Post Ego Era
On ne rallume pas une vie, mais on l’éclaire de son amour, de son talent. Ce que nous a offert Paris cette saison, ce que cette ville a fait crépiter, c’est cette joie, le sentiment qu’après tous ces mois enfouis, la couleur se déconfinait, que la vie jaillissait, aimantée par des sensibilités à vif, unies par une même passion, guidées par le même élan. En offrant un hommage à Alber Elbaz, organisé par Az Factory au Carreau du Temple, quarante couturiers et créateurs, ainsi que toute l’équipe de son studio, ont prouvé, que cette fête avait un sens, une histoire, un passé, un présent, un futur ; au lendemain de la gigantesque panne Facebook Instagram What’s App, cette soirée s’est imposée comme le défilé de tous les défilés, un festin de beauté, de couleurs, de sentiments, avec une scène, un public, cette pluie de cœurs rouges en papier.
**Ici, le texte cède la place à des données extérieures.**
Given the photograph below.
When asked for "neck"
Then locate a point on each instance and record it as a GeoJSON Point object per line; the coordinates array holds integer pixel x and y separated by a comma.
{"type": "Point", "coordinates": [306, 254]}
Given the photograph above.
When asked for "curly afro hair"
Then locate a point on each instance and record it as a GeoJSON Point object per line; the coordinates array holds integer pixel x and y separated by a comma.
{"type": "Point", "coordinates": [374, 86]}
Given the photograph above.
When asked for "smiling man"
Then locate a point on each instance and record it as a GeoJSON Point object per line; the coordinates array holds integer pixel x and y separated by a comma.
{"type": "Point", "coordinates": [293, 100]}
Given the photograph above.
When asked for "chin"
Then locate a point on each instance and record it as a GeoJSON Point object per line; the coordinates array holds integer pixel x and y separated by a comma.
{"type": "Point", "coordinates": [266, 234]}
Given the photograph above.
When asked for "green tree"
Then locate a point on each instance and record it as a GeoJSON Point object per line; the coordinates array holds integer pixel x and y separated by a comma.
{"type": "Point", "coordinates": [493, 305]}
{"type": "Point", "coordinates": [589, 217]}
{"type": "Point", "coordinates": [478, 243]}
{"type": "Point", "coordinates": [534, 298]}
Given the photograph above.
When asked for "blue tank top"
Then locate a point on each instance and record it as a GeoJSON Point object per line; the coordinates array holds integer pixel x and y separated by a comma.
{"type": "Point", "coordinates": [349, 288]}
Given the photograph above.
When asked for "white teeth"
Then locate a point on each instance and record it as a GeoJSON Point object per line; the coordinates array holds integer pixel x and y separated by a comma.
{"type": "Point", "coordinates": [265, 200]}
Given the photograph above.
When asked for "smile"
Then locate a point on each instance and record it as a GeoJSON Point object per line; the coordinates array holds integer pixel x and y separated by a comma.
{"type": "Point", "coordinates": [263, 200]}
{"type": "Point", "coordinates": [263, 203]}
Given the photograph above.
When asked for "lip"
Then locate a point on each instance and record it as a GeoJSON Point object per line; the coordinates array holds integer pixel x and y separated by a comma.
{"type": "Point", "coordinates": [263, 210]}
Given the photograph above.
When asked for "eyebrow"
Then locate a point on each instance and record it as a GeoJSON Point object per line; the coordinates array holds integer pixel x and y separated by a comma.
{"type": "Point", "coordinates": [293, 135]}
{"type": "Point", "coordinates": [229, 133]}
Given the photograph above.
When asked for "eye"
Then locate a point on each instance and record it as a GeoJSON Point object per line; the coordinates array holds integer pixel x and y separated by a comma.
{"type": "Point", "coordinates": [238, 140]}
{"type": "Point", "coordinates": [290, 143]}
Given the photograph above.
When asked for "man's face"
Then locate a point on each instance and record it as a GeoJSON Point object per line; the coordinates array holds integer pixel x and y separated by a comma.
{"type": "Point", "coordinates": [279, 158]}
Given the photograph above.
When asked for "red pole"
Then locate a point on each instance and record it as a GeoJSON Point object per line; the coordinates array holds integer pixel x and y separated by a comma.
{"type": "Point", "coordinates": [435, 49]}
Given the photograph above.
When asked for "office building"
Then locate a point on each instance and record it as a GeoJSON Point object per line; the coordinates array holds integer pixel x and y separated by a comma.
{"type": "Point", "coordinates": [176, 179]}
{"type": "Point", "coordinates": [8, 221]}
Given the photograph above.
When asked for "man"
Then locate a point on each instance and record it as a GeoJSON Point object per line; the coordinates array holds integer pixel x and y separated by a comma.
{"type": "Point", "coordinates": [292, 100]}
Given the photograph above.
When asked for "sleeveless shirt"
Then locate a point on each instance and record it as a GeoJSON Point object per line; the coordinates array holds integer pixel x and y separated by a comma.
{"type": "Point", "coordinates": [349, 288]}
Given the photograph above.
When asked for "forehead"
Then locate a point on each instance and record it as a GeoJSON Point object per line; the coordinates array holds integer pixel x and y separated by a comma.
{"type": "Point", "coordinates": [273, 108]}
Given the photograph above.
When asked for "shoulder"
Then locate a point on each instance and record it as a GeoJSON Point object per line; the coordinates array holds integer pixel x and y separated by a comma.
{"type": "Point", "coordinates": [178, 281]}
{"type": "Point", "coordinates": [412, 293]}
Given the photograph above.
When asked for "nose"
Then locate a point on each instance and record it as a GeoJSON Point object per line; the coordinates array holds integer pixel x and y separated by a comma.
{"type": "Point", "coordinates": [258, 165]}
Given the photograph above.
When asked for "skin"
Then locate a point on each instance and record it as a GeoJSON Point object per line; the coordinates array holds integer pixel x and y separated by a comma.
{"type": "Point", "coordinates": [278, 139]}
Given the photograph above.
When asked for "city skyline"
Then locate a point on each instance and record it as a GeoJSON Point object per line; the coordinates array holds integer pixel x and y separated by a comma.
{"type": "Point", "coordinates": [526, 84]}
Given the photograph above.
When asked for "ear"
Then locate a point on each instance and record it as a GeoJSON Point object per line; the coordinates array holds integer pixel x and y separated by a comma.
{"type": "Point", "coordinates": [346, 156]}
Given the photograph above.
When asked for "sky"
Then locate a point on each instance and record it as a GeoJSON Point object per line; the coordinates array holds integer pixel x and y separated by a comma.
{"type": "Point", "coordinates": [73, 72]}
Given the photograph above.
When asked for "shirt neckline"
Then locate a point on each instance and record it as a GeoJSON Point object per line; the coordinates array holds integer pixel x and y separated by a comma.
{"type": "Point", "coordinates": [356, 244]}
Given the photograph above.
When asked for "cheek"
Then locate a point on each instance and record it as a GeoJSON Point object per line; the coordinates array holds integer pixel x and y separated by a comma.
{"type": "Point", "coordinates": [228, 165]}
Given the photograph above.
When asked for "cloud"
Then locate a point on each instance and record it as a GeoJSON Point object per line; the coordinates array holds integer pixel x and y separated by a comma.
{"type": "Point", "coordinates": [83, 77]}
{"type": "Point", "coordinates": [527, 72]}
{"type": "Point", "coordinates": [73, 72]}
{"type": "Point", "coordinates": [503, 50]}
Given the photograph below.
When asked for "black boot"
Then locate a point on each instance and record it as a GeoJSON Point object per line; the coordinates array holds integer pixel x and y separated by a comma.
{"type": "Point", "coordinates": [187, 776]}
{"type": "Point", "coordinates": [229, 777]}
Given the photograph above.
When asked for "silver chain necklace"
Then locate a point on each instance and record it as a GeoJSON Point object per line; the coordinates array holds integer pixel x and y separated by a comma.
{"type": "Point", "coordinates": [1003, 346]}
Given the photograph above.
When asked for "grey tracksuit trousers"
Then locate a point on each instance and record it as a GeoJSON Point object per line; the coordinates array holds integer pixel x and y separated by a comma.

Nous étions entrés plein de larmes, nous en sommes sortis ivres de ce bonheur doux et rose de l’enfance, une partition d’amour.
« Le théâtre rend aux hommes la tendresse humaine » disait Jouvet, complice de Christian Bérard, dont le Petit Théâtre de la Mode a joué le rôle d’incubateur. C’est dans les entrailles d’une histoire partagée que la mode prend son envol. Et Paris en est l’encyclopédie vivante, en mouvement.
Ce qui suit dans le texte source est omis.